餃子が食べたくなるのではなく、作りたくなる。
そんな時がわたしにはある。

料理がそんなに嫌いではない自分にとって、「食べること=料理すること」だ。
美味しいものを食べたい時に、自分で作ってみたいし、自分で作ったものを美味しいと言ってもらいたいと思う。
(もちろん誰かに作ってもらうご飯も好きです)

先日、麻生要一郎さんの本を読んでなんとなく、自分にとっての料理を考えた。

・料理は生活の一部であり、その日の気分や出来事に左右されること
・料理は自分にとっての感情表現であること
・料理をすることで、大切な人がわかるし、自分も大切にできる

ということを感じた。

自分で自分の気持ちがわからなくなった時や、なんだかスッキリしない時は料理をしてみる(もしくは「料理したくない」が答えになる)。
味付けや何を作りたいのか、そういったことで自分の様子がなんだかわかるような気がしたのだ。

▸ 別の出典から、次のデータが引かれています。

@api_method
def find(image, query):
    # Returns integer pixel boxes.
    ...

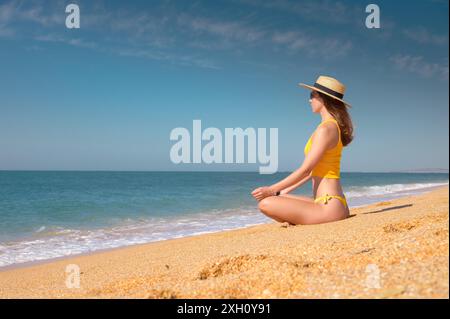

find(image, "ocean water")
[0,171,449,267]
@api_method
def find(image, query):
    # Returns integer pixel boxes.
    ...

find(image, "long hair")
[316,91,353,146]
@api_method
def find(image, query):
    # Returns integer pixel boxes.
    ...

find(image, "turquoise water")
[0,171,448,266]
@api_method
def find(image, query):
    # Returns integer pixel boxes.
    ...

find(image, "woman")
[252,76,353,225]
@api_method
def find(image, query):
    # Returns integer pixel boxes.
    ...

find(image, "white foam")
[0,182,448,267]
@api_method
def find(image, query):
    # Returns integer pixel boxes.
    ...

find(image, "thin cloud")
[403,27,448,45]
[390,55,448,81]
[34,34,98,49]
[113,49,221,70]
[272,31,353,58]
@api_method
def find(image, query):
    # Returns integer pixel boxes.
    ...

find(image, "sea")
[0,171,449,269]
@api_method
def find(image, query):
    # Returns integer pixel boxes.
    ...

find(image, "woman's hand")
[252,186,275,202]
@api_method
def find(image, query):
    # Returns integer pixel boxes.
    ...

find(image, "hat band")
[314,82,344,99]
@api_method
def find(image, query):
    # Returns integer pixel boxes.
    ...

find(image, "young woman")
[252,76,353,225]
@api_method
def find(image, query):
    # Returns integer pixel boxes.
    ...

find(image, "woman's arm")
[252,125,333,201]
[269,125,333,193]
[280,173,312,195]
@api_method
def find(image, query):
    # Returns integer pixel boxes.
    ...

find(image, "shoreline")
[0,185,449,298]
[0,184,442,273]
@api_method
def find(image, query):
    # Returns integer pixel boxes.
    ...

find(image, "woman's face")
[309,91,324,113]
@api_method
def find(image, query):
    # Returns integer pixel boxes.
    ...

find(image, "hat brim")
[298,83,352,108]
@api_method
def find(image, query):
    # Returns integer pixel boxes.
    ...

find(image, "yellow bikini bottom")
[314,194,347,207]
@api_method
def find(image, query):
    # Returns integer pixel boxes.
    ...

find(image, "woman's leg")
[258,196,342,225]
[280,194,314,203]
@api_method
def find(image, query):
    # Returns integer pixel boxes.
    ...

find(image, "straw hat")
[298,75,351,108]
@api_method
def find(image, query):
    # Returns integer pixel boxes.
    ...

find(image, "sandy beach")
[0,186,449,298]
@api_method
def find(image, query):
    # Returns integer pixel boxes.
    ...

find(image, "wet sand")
[0,186,449,298]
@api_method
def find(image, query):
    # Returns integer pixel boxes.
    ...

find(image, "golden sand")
[0,186,449,298]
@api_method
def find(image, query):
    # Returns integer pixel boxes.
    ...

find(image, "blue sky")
[0,0,449,172]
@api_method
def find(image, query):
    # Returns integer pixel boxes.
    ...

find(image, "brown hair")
[316,91,353,146]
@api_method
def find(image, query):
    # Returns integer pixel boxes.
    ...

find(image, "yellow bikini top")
[304,119,344,178]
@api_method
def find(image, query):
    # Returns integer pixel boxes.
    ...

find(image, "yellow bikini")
[304,119,347,207]
[314,194,347,207]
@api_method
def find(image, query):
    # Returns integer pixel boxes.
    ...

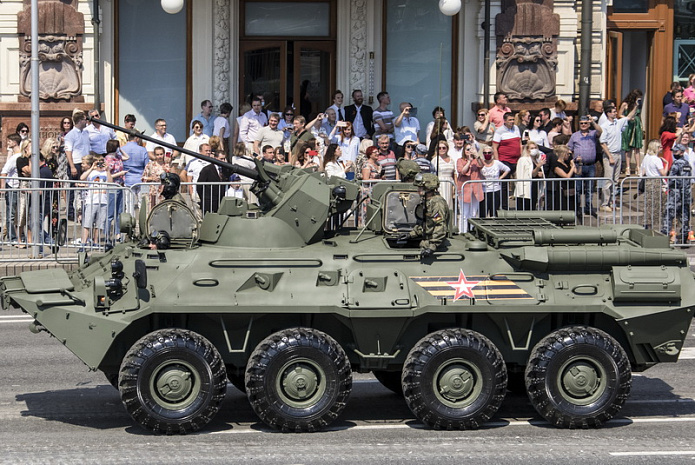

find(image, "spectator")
[567,115,603,217]
[196,150,230,215]
[514,109,531,134]
[212,102,234,152]
[41,137,60,178]
[527,114,551,152]
[321,144,352,179]
[345,89,374,139]
[393,102,420,150]
[143,144,171,210]
[372,92,394,141]
[0,133,22,243]
[104,139,127,240]
[188,100,215,137]
[456,142,484,233]
[179,120,210,166]
[328,90,346,121]
[548,118,564,148]
[659,116,683,171]
[415,144,437,174]
[121,131,150,211]
[663,90,690,128]
[432,140,456,209]
[253,113,284,153]
[662,81,683,107]
[428,117,453,160]
[552,145,583,214]
[86,110,116,155]
[473,108,496,144]
[642,139,668,229]
[16,123,29,141]
[492,112,521,210]
[488,92,512,128]
[362,145,381,181]
[377,134,400,181]
[599,106,637,212]
[145,118,179,163]
[116,114,137,147]
[278,105,294,146]
[514,141,545,211]
[425,106,454,147]
[80,153,112,251]
[239,97,268,153]
[618,89,644,176]
[480,147,514,218]
[661,142,693,244]
[232,102,251,143]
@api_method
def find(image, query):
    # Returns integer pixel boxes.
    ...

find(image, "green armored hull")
[0,118,695,433]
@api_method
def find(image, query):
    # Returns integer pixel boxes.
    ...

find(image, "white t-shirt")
[212,116,230,138]
[480,160,510,192]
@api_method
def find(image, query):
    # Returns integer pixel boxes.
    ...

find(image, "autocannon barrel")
[87,116,263,181]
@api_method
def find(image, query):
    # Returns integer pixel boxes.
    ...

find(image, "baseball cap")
[415,144,427,155]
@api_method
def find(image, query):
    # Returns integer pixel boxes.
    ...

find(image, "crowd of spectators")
[0,75,695,254]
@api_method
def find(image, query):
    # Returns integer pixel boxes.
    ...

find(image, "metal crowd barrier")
[0,173,695,263]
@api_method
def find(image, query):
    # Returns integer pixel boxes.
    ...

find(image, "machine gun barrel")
[87,116,263,181]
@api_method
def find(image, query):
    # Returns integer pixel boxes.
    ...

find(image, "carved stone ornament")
[495,0,560,101]
[349,0,368,94]
[17,0,84,101]
[213,0,231,102]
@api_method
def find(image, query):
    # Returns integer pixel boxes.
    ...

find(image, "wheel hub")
[438,366,475,402]
[282,364,319,401]
[562,362,601,399]
[155,366,194,403]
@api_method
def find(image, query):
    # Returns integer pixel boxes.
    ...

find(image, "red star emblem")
[447,270,479,302]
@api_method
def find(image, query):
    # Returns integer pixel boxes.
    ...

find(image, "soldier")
[408,173,449,257]
[661,144,692,244]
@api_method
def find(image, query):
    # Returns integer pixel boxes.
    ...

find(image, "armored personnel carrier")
[0,118,695,434]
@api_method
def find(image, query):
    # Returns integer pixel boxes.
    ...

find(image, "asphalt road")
[0,310,695,465]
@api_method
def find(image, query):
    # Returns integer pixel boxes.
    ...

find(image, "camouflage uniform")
[410,174,449,255]
[661,156,692,243]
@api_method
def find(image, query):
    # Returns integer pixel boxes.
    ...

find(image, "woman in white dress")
[432,140,456,208]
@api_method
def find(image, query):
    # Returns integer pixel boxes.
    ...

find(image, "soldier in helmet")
[661,144,692,244]
[409,173,449,257]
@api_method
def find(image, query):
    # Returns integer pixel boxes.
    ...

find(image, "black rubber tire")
[104,372,118,389]
[402,328,507,430]
[246,328,352,432]
[372,371,403,397]
[526,326,632,428]
[118,329,227,434]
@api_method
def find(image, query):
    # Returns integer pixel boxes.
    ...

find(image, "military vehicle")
[0,118,695,434]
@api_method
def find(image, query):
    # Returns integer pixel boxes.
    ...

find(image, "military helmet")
[414,173,439,191]
[396,158,420,182]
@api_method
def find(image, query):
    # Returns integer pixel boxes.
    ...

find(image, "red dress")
[661,131,676,171]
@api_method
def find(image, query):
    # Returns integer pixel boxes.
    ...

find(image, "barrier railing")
[0,177,695,262]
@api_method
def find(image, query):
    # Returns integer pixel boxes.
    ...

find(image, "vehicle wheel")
[403,329,507,430]
[246,328,352,432]
[372,371,403,396]
[118,329,227,434]
[526,326,632,428]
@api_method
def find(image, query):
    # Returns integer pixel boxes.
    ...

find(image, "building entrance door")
[239,40,335,118]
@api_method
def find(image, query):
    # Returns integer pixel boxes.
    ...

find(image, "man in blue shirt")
[188,100,215,137]
[121,133,150,211]
[567,115,603,217]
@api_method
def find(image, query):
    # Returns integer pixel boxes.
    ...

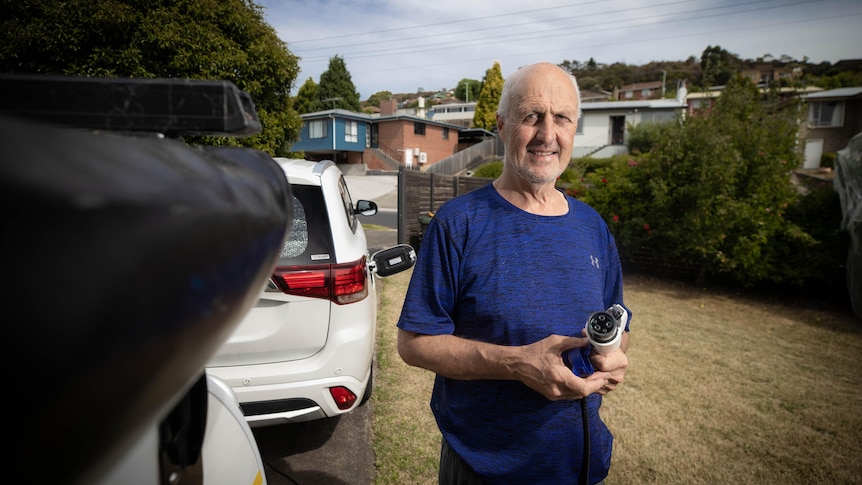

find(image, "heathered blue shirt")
[398,184,631,484]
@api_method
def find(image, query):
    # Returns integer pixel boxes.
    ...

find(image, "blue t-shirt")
[398,184,631,484]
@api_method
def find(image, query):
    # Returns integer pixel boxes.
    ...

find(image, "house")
[572,93,686,158]
[802,86,862,168]
[291,109,372,165]
[374,97,462,168]
[613,81,664,101]
[429,100,476,128]
[290,100,461,171]
[739,62,802,86]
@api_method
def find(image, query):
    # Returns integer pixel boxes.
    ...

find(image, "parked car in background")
[207,158,416,427]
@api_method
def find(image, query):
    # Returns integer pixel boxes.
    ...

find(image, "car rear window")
[278,185,335,266]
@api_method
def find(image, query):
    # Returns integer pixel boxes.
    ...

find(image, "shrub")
[473,160,503,179]
[582,78,836,286]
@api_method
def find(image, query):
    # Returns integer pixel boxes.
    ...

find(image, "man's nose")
[536,116,556,142]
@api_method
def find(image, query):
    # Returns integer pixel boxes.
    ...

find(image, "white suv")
[206,158,416,427]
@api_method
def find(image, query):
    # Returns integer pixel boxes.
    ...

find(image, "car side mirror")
[369,244,416,276]
[356,200,377,216]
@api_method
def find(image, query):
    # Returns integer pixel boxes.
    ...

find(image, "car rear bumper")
[206,318,376,427]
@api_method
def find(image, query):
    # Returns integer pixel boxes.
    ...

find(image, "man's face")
[497,68,578,184]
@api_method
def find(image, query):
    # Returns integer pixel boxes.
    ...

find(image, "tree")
[473,61,503,131]
[293,77,322,114]
[584,76,817,286]
[0,0,302,154]
[700,45,742,88]
[318,56,362,112]
[455,78,482,103]
[365,91,392,108]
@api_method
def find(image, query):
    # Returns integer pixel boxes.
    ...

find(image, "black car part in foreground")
[0,75,291,483]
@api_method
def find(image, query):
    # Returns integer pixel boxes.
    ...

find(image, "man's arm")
[398,329,611,400]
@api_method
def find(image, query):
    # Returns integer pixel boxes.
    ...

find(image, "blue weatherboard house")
[291,109,372,164]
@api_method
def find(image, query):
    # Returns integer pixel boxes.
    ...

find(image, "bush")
[582,78,836,286]
[626,123,673,155]
[473,160,503,179]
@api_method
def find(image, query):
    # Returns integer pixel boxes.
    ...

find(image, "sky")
[253,0,862,100]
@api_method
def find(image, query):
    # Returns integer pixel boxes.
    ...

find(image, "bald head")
[497,62,581,118]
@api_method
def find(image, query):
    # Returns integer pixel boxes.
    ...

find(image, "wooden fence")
[398,167,493,249]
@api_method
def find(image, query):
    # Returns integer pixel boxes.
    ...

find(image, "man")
[398,63,630,484]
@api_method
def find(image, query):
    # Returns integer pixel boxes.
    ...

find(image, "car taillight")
[272,256,368,305]
[329,386,356,411]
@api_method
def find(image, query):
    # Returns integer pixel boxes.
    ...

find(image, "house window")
[308,120,328,139]
[808,101,844,127]
[344,121,359,143]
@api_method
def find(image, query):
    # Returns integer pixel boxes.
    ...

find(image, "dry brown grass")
[372,272,862,485]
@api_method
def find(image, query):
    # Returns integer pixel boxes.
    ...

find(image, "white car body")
[206,158,415,427]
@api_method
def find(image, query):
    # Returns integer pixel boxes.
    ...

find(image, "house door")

餃子を作りたい時の私の気持ちはだいたいいつも同じで、たいてい「むしゃくしゃしている時」が多い。
仕事でうまくいかなかったり、パートナーや友人となんだかうまくコミュニケーションが取れなかったり、実家に対するもやもやがあったり。
そういった時に餃子が作りたくなる。

個人的に、餃子って料理の中でもクリエイティブな料理だなと思う。

・何の具にするのか考えること
・具材の組み合わせを考えること
・その前に調理方法(焼き・茹で・蒸し等)も考える
・包み方も調理方法や具によって考える(ひだを作る、作らない、端っこ同士を留めたり)
・出来上がった後、何の調味料で食べるかを考える

これらを出来上がりを想像しながら考えるのはとても楽しい。
どんな餃子を作ってどんなふうに食べるか、それを考えるだけでむしゃくしゃが30%減る。

そしてむしゃくしゃは残り70%、結構多い。
これを解消する手段のメインは、野菜を刻むことだ。

野菜を冷蔵庫から取り出し、どう刻んだら効率よくできるかを試行錯誤しながらザクザク刻んでいく。
包丁をいれる向き、まな板のスペース、切る大きさ、切り終わるまでのスピード…
途中、パラパラとまな板の外や床にこぼしてむしゃくしゃ度が戻ったりすることもあるけど、ここでむしゃくしゃは50%ほど解消され、残り20%。

今度は包む。
中の具の量や、いかに綺麗に包むか、早く包むかを考える。
時々チーズを入れたり、大葉を入れたりと冒険をする時があるが、そんな時はさらに楽しい。
メインの具との比率や、大葉は丸ごと入れて見栄えを気にしてみたり。
ここの工程は道具を使わず、自分の手で勝負だ。
小さい頃の粘土遊びを毎回思い出して、手を使って何かを作ることの楽しさを思い出す。手を動かすとなんだか頭も軽くなるようだから不思議だ。
こうしてむしゃくしゃはほぼ0%。

ここからは「食べること」に意識が向かい、楽しさが募ってくる。
焼き餃子ならば綺麗に焼き目をつけることにちょっと緊張しつつ、鼻をくすぐるいい匂いとパチパチという音にお腹がだんだん反応してくる。
水餃子ならば次第に透き通ってくる色に、プリッと美味しそうに湯に浮かぶその姿に、食感を想像して唾を飲み込む。

最後は餃子につける調味料だ。
このあたりは食卓に餃子を並べながら、すっかり笑顔。もしかしたら鼻歌とか歌ってるかもしれない。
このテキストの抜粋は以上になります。